Bases: DeployableComponent

Metadata object representing a predictor in Model Serving.

[source] api_protocol property writable #

api_protocol

API protocol enabled in the predictor (e.g., HTTP or GRPC).

[source] artifact_files_path property #

artifact_files_path

Path of the artifact files deployed by the predictor.

[source] artifact_path property #

artifact_path

Path of the model artifact deployed by the predictor. Resolves to /Projects/{project_name}/Models/{name}/{version}/Artifacts/{artifact_version}/{name}{version}.zip.

[source] artifact_version property writable #

artifact_version

Artifact version deployed by the predictor.

Deprecated

Artifact versions are deprecated in favor of deployment versions.

[source] config_file property writable #

config_file

Model server configuration file passed to the model deployment.

It can be accessed via CONFIG_FILE_PATH environment variable from a predictor or transformer script. For LLM deployments without a predictor script, this file is used to configure the vLLM engine.

[source] created_at property #

created_at

Created at date of the predictor.

[source] creator property #

creator

Creator of the predictor.

[source] description property writable #

description

Description of the predictor.

[source] environment property writable #

environment

Name of the inference environment.

[source] id property #

id

Id of the predictor.

[source] inference_logger property writable #

inference_logger

Configuration of the inference logger attached to this predictor.

[source] model_framework property writable #

model_framework

Model framework of the model to be deployed by the predictor.

[source] model_name property writable #

model_name

Name of the model deployed by the predictor.

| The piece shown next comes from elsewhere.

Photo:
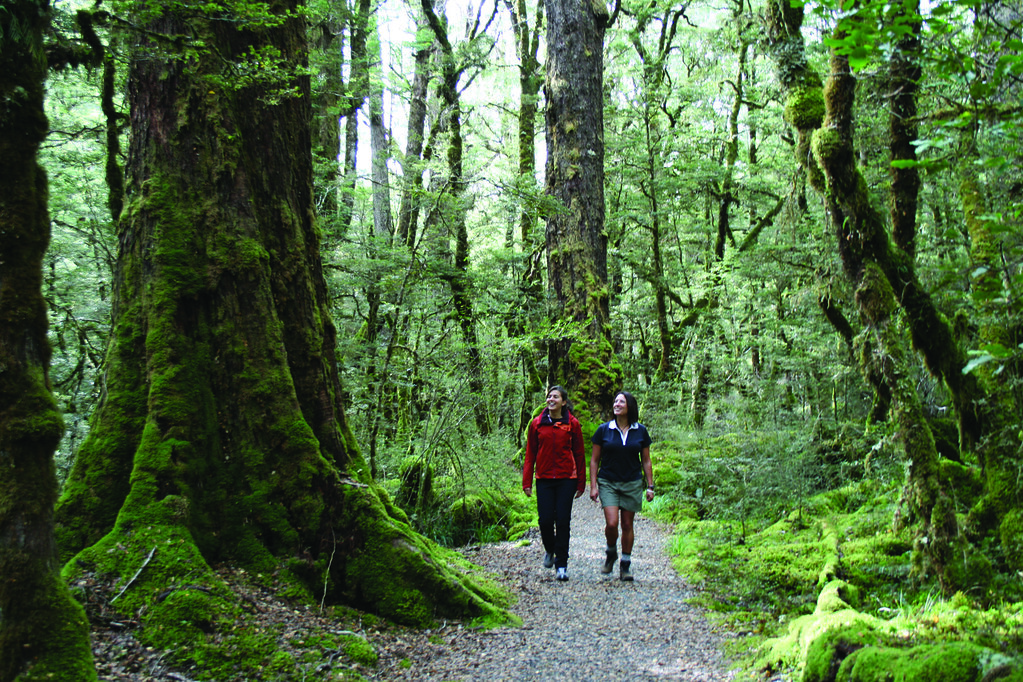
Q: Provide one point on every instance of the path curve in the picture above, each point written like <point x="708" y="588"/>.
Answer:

[source] model_path property writable #

model_path

Model path deployed by the predictor.

[source] model_server property #

model_server

Model server used by the predictor.

[source] model_version property writable #

model_version

Model version deployed by the predictor.

[source] name property writable #

name

Name of the predictor.

[source] project_name property writable #

project_name

Name of the project the deployment belongs to.

[source] project_namespace property writable #

project_namespace

Kubernetes project namespace.

[source] requested_instances property #

requested_instances

Total number of requested instances in the predictor.

[source] script_file property writable #

script_file

Script file used to load and run the model.

[source] serving_tool property writable #

serving_tool

Serving tool used to run the model server.

[source] transformer property writable #

transformer

Transformer configuration attached to the predictor.

[source] version property #

version

Version of the predictor.

[source] deploy #

deploy()

Create a deployment for this predictor and persists it in the Model Serving.

Example
import hopsworks

project = hopsworks.login()

# get Hopsworks Model Registry handle
mr = project.get_model_registry()

# retrieve the trained model you want to deploy
my_model = mr.get_model("my_model", version=1)

# get Hopsworks Model Serving handle
ms = project.get_model_serving()

my_predictor = ms.create_predictor(my_model)
my_deployment = my_predictor.deploy()

print(my_deployment.get_state())
RETURNS DESCRIPTION

Deployment. The deployment metadata object of a new or existing deployment.

[source] describe #

describe()

Print a JSON description of the predictor.